Now, Gigaclear, whom I have been following on HomeNetworking01.info, have partnered with Fluidata to open their fibre-to-the-premises networks to other retail providers on a competitive-access model. This could allow a potential customer in Lyddington, Appleton or somewhere similar to benefit from a competitive tariff chart or sign up to a package that has “all the fruit” like VoIP telephony or IP-provided television.
There needs to be a platform for providing competitive access to infrastructure provided as part of any new next-generation-broadband project This means that there is a company who looks after the infrastructure to the point of demarcation between the company’s responsibility and the customer’s responsibility at a customer’s installation.

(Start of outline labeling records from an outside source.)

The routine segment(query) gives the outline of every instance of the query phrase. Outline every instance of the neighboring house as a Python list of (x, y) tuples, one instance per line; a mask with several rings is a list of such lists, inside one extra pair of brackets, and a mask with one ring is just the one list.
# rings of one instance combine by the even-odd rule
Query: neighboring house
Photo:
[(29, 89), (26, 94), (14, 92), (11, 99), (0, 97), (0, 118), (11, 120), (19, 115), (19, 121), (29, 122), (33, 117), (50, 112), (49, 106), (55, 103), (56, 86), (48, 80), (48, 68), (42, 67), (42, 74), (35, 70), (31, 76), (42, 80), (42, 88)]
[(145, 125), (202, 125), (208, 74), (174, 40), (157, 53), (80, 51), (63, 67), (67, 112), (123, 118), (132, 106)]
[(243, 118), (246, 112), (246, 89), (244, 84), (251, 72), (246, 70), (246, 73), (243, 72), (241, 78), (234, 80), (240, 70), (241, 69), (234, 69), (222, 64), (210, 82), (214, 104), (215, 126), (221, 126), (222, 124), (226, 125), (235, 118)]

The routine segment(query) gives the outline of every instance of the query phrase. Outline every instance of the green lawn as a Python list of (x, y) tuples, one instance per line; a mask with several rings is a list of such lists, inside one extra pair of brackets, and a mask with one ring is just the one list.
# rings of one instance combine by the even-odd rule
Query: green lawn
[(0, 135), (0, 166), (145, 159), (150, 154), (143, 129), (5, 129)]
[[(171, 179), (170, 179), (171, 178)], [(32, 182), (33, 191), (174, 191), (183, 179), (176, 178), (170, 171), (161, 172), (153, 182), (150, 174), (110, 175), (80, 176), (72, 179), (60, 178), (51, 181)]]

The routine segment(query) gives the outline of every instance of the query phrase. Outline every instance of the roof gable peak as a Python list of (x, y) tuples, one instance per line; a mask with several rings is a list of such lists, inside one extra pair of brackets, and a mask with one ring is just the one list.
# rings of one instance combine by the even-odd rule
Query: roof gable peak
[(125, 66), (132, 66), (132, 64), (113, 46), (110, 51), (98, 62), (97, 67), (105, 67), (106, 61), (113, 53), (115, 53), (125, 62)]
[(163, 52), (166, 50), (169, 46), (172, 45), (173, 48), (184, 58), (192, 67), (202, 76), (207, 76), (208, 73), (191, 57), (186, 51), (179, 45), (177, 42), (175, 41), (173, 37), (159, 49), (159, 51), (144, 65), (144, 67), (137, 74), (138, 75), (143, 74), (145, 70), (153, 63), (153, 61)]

But different companies can use this platform to provide a business or home customer access to the Internet using this infrastructure but in a competitive manner. Here, a customer then chooses which company provides an offer that best suits their needs and provides the best “bang for the buck”.
One could easily think that such a platform needs to be built or integrated at a later stage after the project is established but it is worth investigation any competitive-access systems as part of rolling out a next-generation Internet or rural-broadband-enablement project.